KarmicBetterSuspendResume

Revision 6 as of 2009-06-08 21:26:23

Clear message

Summary

We integrated suspend and resume apport reporting in Jaunty and got a ton of reports of Resume failures, We would like to improve suspend/resume experience in Karmic. Triaging the suspend resume bugs that got opened recently we have identified that most of the issues were related to modules that deal with graphics card drivers and ethernet/wireless drivers. In this session we intend to do a little bit of brain storming to improve suspend/resume in Karmic.

Release Note

The impact of changes that will be put in place as a result of this session should improve suspend/resume experience on Karmic.

Rationale

Users of Laptops and Netbooks almost never shutdown and power on their devices, they prefer to close the laptop lid and expect the laptops to suspend, and open the lid to resume. This saves the state of the various applications they were running before suspend, and resume using these application upon resume. This continues to be the use case for laptops and netbooks in spite of fast shutdown/reboot times in Jaunty.

Unresolved issues

We have over 600 bugs opened on suspend/resume for jaunty, although I was able to identify some offending drivers that are common to some of the bugs, we are not able to resolve all of them.

Summary of Discussion

There was discussion how things went in the Jaunty cycle when we enabled reporting on suspend/resume issues. There was an overwealming amount of bug reports and we were unable to cope and fairly respond to them in a timely fashion. This work did find several generic bugs but we were unable to satisfactory find common theams. Some improvements were made over the cycle including better reporting and potential to use the hardware DB.

It was pointed out that Rafael had written an OLS paper on the improvements coming in this area.

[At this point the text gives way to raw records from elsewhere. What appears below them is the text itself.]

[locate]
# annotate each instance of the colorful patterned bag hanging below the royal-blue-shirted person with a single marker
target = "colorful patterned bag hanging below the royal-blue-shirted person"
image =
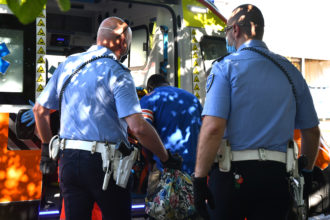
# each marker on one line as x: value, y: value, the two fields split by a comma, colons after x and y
x: 170, y: 196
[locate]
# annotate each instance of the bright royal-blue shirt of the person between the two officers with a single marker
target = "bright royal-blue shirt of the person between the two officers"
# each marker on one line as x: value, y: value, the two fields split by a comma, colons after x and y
x: 176, y: 115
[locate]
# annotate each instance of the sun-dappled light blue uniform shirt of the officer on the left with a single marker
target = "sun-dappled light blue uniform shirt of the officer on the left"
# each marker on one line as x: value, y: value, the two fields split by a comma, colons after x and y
x: 96, y: 100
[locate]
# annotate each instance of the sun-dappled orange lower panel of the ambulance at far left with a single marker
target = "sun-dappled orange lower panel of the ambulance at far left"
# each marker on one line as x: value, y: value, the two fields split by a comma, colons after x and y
x: 20, y: 177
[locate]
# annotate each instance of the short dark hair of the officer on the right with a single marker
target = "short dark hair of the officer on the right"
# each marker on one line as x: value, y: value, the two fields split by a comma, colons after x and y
x: 246, y: 15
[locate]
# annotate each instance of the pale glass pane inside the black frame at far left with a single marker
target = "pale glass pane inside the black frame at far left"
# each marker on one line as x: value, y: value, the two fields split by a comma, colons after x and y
x: 12, y: 79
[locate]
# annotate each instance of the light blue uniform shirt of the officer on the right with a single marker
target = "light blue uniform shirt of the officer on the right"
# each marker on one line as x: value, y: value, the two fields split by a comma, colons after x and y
x: 256, y: 99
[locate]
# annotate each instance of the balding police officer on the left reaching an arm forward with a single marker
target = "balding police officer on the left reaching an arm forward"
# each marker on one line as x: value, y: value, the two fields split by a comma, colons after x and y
x: 98, y: 105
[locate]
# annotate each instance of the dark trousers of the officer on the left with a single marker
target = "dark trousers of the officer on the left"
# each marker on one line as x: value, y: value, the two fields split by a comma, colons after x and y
x: 81, y: 180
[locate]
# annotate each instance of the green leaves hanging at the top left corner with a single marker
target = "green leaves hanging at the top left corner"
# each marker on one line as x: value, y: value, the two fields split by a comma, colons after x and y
x: 27, y: 10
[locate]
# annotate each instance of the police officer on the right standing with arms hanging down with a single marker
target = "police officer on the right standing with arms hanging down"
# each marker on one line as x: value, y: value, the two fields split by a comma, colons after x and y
x: 255, y: 106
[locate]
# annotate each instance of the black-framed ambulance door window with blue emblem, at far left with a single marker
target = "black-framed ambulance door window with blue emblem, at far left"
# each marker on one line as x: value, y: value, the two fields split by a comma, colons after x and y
x: 18, y: 56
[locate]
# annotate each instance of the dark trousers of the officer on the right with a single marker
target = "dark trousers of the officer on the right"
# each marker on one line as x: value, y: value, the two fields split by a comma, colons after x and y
x: 256, y: 190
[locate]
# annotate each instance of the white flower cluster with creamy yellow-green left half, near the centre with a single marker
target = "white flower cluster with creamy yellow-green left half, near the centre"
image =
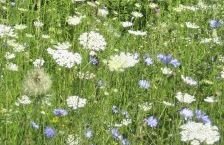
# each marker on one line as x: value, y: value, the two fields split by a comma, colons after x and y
x: 122, y: 61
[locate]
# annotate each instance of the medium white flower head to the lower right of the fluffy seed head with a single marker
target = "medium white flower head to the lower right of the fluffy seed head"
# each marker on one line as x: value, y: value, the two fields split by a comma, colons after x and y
x: 75, y: 102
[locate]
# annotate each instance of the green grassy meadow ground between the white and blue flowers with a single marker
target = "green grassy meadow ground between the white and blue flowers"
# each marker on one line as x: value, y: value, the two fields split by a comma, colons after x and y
x: 166, y: 33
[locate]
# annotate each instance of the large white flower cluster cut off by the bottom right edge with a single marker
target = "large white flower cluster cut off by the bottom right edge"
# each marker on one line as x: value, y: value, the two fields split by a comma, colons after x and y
x: 199, y: 133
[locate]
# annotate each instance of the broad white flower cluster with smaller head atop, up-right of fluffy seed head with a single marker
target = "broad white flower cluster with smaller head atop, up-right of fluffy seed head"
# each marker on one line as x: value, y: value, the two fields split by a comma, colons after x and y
x: 63, y: 57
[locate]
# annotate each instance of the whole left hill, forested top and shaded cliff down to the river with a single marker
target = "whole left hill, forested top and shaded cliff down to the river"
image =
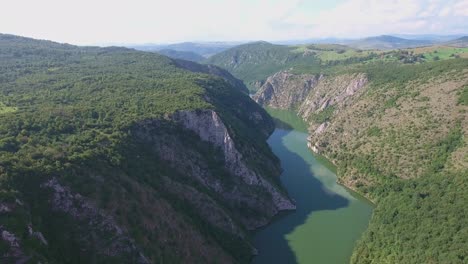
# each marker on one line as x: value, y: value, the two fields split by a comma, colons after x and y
x: 108, y: 155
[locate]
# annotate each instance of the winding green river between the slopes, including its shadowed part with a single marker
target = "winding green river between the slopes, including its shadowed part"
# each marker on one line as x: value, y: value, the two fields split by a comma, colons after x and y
x: 329, y: 218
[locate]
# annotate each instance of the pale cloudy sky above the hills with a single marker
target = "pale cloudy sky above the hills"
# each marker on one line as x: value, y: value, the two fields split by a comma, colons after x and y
x: 86, y: 22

There was disussions of what our goals should be in the Karmic cycle. We clearly want to continue to improve the suspend/resume experience and if nothing else our testing in Jaunty has shown we have a problem. Also we have a number of improvements in the pipe coming from KMS which we would like to evaluate against Jaunty's results. The direct Goals were:

  • no drivers needing removal
  • a review and cleanup of the pm-util scripts
  • better unstanding of the Jaunty issues via data analysis
    • dupping of common problems together etc

A number of ideas were suggested:

  • investigate the debugging features and why they don't work
  • investigate leaving the console on longer
    • no_console_suspend how would this affect the experience
    • how does KMS affect this
  • /sys/power/pm_test file, tell it which level suspends to go down to
  • look at some Karmic testing, but more focused this time
    • look at very bad machines, and request specific testing on those
    • Can script updating bug reports from testers w/ request to re-test
    • there are many suspend resume bug fixes available in newer kernels,
    • expectation is that things or better, being able to measure that
    • has value
  • look at how we can help the normal people find out how to communicate
  • upstream
    • WIP for lp/bugzilla plugin for kernel bugzilla
  • are we upstreaming bugs where we are using suspend/resume remove of
  • module as a solution
    • we should be opening generic bugs for failures, with upstream bugs
    • linked each
    • we should be getting upstream kernel testing if possible too

We should also consider allowing users to opt in to reporting more information to make these reports better:

  • do you want to send data "i don't mind":
    • success reports
      • success needs data on the environment that leads to success
    • having something in launchpad, allowing us to take more testing
    • with them and reporting success etc

Design

  • Several design goals were discussed at UDS.
    • Not requiring removal of kernel modules.
      • But there are certain modules that are in experimental/staging area in the kernel that causes suspend resume issues, and removing them before suspend fixes resumes problems. The modules need to be identified and maintainers notified of issues these modules have on resume.
    • Review and clean up of pm-utils scripts
      • Perhaps as a first steps modifying the scripts such that we can isolate suspend issues from resume issues might be a good first step.
    • Data mining and analysis of Jaunty suspend resume bugs for clues.
    • Due to the varied nature of hardware on which these problems are seen, a wider community effort in debugging suspend/resume issues is called for.

Implementation

  • Kernel Modules
    • Debugging tip & tricks

    • Identifying problem areas in offending modules
    • Fixing modules and working problems upstream
    • Greater community involvement in Debugging
    • Roll in new suspend/resume support from upstream
  • X related suspend/resume
    • Measure impact of KMS on resolving suspend/resume issues
    • Leaving console on for longer duration.
    • Help originators of bug reports communicate X related failures better
  • Data Mining and Analysing suspend/resume bugs in Jaunty
    • Use simple methods to connect common points of failure in drivers and subsystems
    • Gather information on hardware that are known to cause problems with Suspend/Resume
    • Dupe bugs that are known to be caused by single point of failure together.
  • pm-utils refresh
    • Identify problems areas in the pm-utils scripts and propose improvements
    • Better reporting of suspend and resume points of failure
    • community involvement in review of pm-utils scripts to better handle problem hardware


CategorySpec